The main advantage of this approach, compared with classic direct policy learning, is its ability to learn a policy consistent with the constraint. To demonstrate this point, we used different tasks and constraints in our experimental demonstration with the real Kuka lightweight arm. In this case, while recording the training data, the human demonstrator provides the task, whereas in the validation stage we use a force-based task to adapt and align the tool to an unknown surface.
While the null-space policy can be parametrized with locally weighted models, as discussed in this paper, or any other more generic functions, in the example of learning a wiping motion we choose to take advantage of our knowledge of this specific task by incorporating more specialized regressors. This decreases the number of parameters that the algorithm must learn, decreasing the required number of demonstrations. Certainly, a clever choice of regressors can—as in our case—greatly improve the results or even turn the learning exercise into a trivial problem. However, what this framework provides is a way of encapsulating all the specifics and domain knowledge in the chosen regressors, and not in the learning algorithm itself.
Moreover, we consider the case of a null-space policy that, instead of having the full dimension of the system actions, can be decomposed, by assumption, into a set of lower-dimensional policies.
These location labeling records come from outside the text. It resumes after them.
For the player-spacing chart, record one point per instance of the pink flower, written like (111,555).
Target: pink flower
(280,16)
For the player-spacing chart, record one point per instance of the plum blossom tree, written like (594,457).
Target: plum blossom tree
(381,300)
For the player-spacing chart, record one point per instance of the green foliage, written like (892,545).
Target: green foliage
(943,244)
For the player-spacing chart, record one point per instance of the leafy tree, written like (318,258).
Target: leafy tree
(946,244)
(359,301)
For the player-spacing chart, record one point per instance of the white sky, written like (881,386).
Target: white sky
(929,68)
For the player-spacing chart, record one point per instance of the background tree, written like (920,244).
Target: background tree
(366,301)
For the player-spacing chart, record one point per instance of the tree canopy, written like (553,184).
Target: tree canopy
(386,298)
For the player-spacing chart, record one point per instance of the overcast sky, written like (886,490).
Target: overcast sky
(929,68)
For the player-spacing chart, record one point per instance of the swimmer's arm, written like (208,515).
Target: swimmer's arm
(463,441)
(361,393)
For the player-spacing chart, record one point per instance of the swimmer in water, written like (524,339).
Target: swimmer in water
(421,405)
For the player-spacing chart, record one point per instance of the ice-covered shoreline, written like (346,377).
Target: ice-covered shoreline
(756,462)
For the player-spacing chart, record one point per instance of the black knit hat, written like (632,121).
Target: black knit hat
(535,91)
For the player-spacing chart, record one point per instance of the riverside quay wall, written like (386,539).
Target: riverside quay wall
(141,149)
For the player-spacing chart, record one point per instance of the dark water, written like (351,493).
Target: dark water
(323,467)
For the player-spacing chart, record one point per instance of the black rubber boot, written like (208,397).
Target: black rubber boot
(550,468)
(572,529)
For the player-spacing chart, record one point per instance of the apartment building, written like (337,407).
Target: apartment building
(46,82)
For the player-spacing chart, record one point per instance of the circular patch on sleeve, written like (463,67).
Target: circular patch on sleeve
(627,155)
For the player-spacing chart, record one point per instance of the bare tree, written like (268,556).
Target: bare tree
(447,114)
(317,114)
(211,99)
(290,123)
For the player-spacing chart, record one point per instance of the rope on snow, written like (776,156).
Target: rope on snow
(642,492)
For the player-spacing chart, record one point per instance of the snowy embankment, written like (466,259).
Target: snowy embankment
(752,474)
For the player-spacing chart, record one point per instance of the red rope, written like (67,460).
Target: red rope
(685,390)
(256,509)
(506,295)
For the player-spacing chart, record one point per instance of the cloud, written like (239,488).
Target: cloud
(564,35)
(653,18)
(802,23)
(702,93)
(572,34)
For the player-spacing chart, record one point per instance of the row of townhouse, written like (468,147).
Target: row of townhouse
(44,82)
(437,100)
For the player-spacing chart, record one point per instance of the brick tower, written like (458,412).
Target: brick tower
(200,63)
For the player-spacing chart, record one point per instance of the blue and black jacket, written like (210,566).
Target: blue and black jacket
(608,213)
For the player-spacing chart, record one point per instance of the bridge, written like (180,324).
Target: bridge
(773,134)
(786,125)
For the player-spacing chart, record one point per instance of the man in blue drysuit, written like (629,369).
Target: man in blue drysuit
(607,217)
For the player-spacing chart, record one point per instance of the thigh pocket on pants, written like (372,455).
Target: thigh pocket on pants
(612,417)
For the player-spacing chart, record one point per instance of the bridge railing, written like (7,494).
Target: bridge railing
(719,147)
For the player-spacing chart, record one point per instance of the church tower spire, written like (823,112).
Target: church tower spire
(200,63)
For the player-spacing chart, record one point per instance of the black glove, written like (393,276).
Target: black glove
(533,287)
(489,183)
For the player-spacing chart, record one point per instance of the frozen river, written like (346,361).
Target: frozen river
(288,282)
For this case, we propose an alternative reformulation for estimating these lower-dimensional policies, provided the respective regressors are supplied.
However, to learn a generalizable null-space policy, we must somehow guarantee that the training datasets provide enough variability of constraints. We provide a means of comparing the datasets, regarding their underlying constraint, by using the same metric used in the constraint estimation. This involves building a similarity matrix by computing the estimation residual of a sub-dataset, using the estimated parameters from the other sub-datasets. Furthermore, besides allowing us to identify similar constraints between different sub-datasets, this similarity matrix allows us to identify different constraints within the same dataset, by running the samemetric but over different windows of data. This can be a valuable tool for helping to identify the beginning and end of a demonstration.
In our future work, we intend to exploit more challenging application domains, as well as learning constrained tasks for dynamic systems. We would also like to integrate the constraint-aware learning framework with other policy learning methods to guarantee some desired properties for the null-space policy.